The CDC guideline is voluntary and only intended for primary care physicians treating chronic non-cancer pain. But after its release in March 2016, the guideline quickly metastasized throughout the U.S. healthcare system and became a mandatory policy for many insurers, pharmacies, states and practitioners.
‘Even Cancer Patients Suffer’
Many cancer patients who responded to PNN’s recent survey on the CDC guideline said they were denied opioid medication or not given enough for pain control.
“I'm fighting cancer a second time and I'm not being properly medicated, can't find a pain management (doctor) that will take me on. I have days where I am suffering and have no quality of life!” one patient wrote.

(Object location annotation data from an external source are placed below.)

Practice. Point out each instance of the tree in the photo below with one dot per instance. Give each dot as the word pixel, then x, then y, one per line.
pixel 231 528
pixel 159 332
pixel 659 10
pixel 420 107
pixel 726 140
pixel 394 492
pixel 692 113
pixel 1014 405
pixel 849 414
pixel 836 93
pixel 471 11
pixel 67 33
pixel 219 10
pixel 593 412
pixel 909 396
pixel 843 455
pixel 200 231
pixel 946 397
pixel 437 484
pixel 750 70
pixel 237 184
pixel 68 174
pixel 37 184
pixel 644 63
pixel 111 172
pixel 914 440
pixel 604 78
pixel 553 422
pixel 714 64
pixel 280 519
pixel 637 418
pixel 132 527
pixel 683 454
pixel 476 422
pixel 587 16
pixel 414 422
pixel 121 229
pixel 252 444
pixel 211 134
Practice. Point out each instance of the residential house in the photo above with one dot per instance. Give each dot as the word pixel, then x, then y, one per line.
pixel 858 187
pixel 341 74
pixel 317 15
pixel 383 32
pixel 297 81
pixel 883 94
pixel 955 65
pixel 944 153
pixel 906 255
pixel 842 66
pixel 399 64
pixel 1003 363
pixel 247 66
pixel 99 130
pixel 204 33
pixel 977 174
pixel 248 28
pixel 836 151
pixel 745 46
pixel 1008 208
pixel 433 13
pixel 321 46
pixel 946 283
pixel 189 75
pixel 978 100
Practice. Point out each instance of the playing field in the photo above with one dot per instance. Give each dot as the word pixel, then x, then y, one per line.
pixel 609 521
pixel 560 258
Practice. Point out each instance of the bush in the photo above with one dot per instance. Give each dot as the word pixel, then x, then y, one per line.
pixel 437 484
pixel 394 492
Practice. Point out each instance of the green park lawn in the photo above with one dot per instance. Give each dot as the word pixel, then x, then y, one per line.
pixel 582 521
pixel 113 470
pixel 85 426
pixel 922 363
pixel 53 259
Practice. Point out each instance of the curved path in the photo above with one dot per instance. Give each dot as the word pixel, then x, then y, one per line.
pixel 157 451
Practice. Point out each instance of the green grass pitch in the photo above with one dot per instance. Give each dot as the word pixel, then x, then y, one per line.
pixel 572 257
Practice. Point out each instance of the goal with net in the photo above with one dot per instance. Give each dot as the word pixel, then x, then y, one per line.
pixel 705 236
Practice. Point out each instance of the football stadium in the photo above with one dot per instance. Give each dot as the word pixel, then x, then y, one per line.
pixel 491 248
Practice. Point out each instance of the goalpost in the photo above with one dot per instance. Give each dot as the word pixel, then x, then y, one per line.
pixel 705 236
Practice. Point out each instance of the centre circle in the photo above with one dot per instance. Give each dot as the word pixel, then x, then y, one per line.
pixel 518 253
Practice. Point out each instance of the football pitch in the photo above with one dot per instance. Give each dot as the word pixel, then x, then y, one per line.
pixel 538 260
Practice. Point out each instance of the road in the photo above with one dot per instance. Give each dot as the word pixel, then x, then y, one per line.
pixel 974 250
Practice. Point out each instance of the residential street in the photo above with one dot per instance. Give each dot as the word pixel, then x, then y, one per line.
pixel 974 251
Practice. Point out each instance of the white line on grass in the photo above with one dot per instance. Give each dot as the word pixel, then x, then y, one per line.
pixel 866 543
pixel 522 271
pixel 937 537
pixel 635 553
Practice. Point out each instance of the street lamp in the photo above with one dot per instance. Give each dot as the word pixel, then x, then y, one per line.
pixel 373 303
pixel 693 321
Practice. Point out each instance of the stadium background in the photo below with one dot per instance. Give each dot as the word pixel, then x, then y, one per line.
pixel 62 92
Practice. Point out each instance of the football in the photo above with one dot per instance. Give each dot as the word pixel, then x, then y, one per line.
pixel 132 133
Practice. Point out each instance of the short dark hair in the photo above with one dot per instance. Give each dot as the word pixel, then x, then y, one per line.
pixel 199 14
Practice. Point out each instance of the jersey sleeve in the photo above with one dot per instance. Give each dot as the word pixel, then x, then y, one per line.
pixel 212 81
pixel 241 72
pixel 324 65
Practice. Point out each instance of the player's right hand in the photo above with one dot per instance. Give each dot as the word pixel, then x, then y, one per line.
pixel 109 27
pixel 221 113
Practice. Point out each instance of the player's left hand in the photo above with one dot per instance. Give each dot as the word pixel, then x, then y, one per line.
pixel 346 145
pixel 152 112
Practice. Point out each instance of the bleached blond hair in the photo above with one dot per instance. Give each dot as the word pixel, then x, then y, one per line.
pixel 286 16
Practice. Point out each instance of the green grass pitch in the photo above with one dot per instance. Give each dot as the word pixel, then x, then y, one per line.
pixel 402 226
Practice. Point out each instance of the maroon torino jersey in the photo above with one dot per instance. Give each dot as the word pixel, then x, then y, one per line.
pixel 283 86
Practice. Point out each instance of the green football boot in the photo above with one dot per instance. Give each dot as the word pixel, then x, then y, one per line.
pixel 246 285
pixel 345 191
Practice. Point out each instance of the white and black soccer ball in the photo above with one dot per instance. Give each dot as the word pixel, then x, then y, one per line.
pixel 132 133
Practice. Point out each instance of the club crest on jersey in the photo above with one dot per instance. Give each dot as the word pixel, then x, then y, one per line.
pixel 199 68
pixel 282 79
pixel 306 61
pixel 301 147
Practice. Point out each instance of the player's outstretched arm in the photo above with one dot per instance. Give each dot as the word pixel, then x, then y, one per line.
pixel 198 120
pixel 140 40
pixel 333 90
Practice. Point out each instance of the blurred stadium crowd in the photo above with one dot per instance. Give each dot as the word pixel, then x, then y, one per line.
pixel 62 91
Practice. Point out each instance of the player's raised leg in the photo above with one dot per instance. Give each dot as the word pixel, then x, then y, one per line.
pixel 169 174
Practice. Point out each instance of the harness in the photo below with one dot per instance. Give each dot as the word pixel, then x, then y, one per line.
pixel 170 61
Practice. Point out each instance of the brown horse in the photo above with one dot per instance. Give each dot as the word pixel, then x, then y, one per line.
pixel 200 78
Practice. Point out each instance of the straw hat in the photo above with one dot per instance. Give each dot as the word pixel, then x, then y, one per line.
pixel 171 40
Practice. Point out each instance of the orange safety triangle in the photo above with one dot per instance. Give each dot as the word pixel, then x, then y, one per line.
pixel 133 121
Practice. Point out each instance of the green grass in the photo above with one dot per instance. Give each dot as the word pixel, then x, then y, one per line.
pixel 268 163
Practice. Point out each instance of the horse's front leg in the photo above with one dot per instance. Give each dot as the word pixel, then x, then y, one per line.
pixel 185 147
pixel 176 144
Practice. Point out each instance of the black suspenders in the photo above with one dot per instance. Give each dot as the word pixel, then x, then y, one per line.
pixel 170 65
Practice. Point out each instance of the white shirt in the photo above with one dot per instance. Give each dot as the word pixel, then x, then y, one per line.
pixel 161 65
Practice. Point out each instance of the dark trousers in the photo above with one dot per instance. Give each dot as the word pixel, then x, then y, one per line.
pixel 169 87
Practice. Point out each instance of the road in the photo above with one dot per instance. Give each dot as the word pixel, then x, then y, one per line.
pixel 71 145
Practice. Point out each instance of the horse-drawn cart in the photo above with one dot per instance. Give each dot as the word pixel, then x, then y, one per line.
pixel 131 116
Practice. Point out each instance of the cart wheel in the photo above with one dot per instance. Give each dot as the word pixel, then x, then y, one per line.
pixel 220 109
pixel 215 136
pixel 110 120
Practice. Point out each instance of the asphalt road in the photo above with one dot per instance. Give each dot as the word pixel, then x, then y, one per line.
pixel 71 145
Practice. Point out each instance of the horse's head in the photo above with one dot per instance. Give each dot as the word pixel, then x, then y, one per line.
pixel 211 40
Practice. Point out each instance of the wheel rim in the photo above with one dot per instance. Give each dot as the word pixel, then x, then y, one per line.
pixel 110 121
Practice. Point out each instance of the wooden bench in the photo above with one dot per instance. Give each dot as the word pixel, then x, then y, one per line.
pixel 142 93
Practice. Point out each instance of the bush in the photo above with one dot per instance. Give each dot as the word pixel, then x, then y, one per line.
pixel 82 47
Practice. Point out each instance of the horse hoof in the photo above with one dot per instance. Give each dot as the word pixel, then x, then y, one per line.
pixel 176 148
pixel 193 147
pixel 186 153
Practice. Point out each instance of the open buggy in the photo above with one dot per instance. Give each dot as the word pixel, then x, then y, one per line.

“I'm a brain cancer patient and the CDC guideline has scared every doctor and oncologist in Connecticut. Even cancer patients suffer and they don't care because that's the law,” another said.
“I was told two weeks ago that I have lung cancer and still cannot get anything for pain,” wrote another patient.
“I had to go a year without pain meds and I am a stage 4 head and neck cancer survivor. The sudden withdrawal almost killed me,” said one patient. “Thank God I found a pain management doctor that understands head and neck cancer and the devastating effects it leaves forever. But even he is limited.”
“I went through 6 weeks of chemo and radiation. My treatment caused muscle and joint pain that on some nights and days are so bad I wish I would have never survived my cancer. They have me on gabapentin. It is okay but does not stop the pain,” wrote another cancer survivor.
None of this is news to the CDC. Within months of the guideline’s release, CDC was warned by its own public relations consultants that “some doctors are following these guidelines as strict law” and that some patients “are now left with little to no pain management.” In a joint letter to the CDC, hundreds of healthcare providers also warned the agency that within a year of the guideline’s release “there was evidence of widespread misapplication” of its recommendations.
But except for an occasional letter -- like the one from Dowell -- there has been no systematic, publicized effort by the CDC to remind insurers, pharmacies and providers that the guideline is voluntary and exempts cancer patients. The agency has also failed to keep its pledge to study the impact of the guideline on patients and to revise it in future updates.